Glut1 deficiency is characterized by an array of signs and symptoms including deceleration of head growth also known as microcephalymental and motor developmental delays, infantile seizures refractory to anticonvulsants, ataxiadystoniadysarthriaopsoclonusspasticityand other paroxysmal neurologic phenomena. European Journal of Paediatric Neurology.
J Bacteriol ; Extensive studies have been conducted to assess the role of GLUT4 in changes related to insulin sensitiveness, such as diabetes mellitus dfeiciencia 2 DM2. The disease causes infantile seizures refractory to anticonvulsive drugs, developmental delay, acquired microcephaly and neurologic manifestations including spasticity, hypotonia, and ataxia.
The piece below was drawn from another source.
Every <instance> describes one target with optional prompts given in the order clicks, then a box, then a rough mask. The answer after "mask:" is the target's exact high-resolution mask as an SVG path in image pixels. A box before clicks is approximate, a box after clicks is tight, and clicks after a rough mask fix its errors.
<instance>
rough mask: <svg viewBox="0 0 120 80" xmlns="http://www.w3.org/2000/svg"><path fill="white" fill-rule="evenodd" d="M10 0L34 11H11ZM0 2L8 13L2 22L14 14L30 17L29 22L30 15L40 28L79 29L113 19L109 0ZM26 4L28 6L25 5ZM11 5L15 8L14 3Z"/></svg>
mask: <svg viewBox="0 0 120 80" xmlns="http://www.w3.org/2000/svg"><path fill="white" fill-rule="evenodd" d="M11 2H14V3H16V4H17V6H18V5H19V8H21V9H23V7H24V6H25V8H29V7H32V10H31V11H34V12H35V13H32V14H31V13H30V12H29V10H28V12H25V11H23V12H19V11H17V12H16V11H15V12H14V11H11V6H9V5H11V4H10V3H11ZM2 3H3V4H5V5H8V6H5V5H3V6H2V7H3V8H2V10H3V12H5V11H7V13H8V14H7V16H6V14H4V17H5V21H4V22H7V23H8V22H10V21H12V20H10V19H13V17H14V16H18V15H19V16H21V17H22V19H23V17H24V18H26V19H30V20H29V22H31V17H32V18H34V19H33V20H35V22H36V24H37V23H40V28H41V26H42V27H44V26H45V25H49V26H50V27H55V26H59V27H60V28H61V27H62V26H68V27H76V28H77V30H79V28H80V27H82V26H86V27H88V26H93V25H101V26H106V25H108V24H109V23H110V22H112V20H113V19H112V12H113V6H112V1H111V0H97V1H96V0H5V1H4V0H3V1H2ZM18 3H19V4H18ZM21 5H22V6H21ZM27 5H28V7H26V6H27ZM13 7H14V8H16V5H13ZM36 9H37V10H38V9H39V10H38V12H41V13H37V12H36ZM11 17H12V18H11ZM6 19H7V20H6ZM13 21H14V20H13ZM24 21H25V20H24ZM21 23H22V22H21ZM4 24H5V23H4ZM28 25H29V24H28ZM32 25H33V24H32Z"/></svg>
Nature Lond ; Ketone esters are synthetic veficiencia that break down into natural ketones when metabolized. Vestri S, Machado UF. Molecular biology of mammaliam glucose transporters. Diabetes Care ; Disease definition Glucose transporter type 1 GLUT1 deficiency syndrome is characterized by an encephalopathy marked by childhood epilepsy that is refractory to treatment, deceleration of cranial growth leading to microcephaly, psychomotor retardation, spasticity, ataxia, dysarthria and other paroxysmal neurological phenomena often occurring before meals.
From Molecular Mechanisms to Clinical Implications. For all other comments, please send your remarks via contact defciiencia. The Metabolic Basis of Inherited Diseases.
Transportadores de glicose
Etiology In the majority of cases the disease is associated with de novo mutations in the SLC2A1 gene. J Biol Chem ; Braz J Med Biol Res ; Walking may be delayed or difficult because legs are stiff spasticitybalance is poor ataxia or posture is lgut1 dystonia.
Evidence for a family of human glucose transporter-like proteins. Annu Rev Physiol ; A topologia dos transportadores de glicose GLUTs inicialmente proposta por Mueckler e cols 2 para o GLUT 1, e posteriormente confirmada para as outras isoformas 12e pode ser vista na Figura 1. Sequence and structure of a human glucose transporter.
Effect of the thermogenic agent BRL A. Pretranslational suppression of a glucose transporter protein causes insulin resistance in adipocytes from patients with non-insulin-dependent diabetes mellitus and obesity. Glucose transporter type 1 GLUT1 deficiency syndrome is characterized by an encephalopathy marked by childhood epilepsy that is refractory to treatment, deceleration of cranial growth leading to microcephaly, psychomotor retardation, spasticity, ataxia, dysarthria and other paroxysmal neurological phenomena often occurring before meals.
Orphanet: Encefalopat a por deficiencia de GLUT1
Current Management and Future Approaches”. Detailed information Article for general public Svenska Additional information Further information on this disease Classification s 3 Gene s 1 Clinical signs and symptoms Other website s 3. defciiencia
Once diagnosed, a ketogenic diet is usually recommended as it helps to control seizures. Views Read Edit View history. Physiopathological changes in glucose transport started to be analysed through transporters with a view to future preventive or therapeutic approaches.
Umrao Monaniretrieved GLUT1 deficiency syndrome is transmitted as an autosomal dominant trait and in these cases the affected parent presents with a mild form of the disease.